St. Irenaeus is called “the Father of Theology” for his writings in defense of the Catholic faith against heresies, especially Gnosticism, and for expounding on the essential elements of the faith, including the Trinity, our redemption in Christ as the New Adam, our faith in Mary as the New Eve, and our confidence in the truth of the faith handed down by the Apostles through the apostolic succession of our bishops. St. Irenaeus put together a list of books that the Christians of his time revered as Scripture and that list remains the oldest surviving list to include all the books of what came to be the NT. So, Irenaeus’ witness was important for the Church’s discerning what books belonged in the Christian Scriptures. By tradition, St. Irenaeus died as a martyr in Lugdunum in 202.

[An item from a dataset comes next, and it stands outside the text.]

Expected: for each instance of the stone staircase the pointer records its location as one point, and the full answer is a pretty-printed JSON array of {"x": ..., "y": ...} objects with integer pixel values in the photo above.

One of the great contributions to Catholic theology provided by St. Irenaeus was his writings on our redemption in Christ. Building on what St. Paul had written in his Letters to the Romans and to the Corinthians, Irenaeus taught that Christ was the New Adam. By disobedience, Adam had cursed all men and women to sin, to alienation from God. By His life lived in perfect obedience to God, Jesus reconciled humankind to the Father, giving new life to all. So, like Paul, Irenaeus taught that it was not just by His sacrifice and death on the cross that Christ won for us our redemption, but by His entire life lived in perfect obedience to the will of the Father, even onto death. Christ became man and lived every age of man, infancy, childhood, adolescence, adulthood, so that every age of man could be redeemed. Just as Adam had no earthly father, but was created by God from the dust of the earth, so Christ had no earthly father, but was born of the obedience of Mary to God’s will for her. Mary, as well, is the New Eve. Our relationship with God, broken by Eve, the virgin who disobeyed, is restored by Mary, the virgin who obeyed – “be it done onto me according to your word.”
A favorite quote of mine from St. Irenaeus is: “The glory of God is man, fully human, fully alive!” St. Irenaeus, true to a Catholic understanding of the Incarnation, did not regard our humanity as something wicked, something to be conquered. Rather, our humanity, broken as it is, created by God, is good and glorious and something to be restored and fulfilled. As always, Jesus is our example, fully divine and fully human, His humanity was not a curse to Him but a blessing. It was as a human that Jesus ministered to the poor and downtrodden, healed the infirm and raised the dead, called people to follow Him, as He does in today’s Gospel, suffered, died and rose again, and it is as a human that He sits at the right hand of the Father. St. Irenaeus knew and preached that God who created us in His image desires to restore us to that image, an image that is fully human, fully alive.
Be Christ for all. Bring Christ to all. See Christ in all.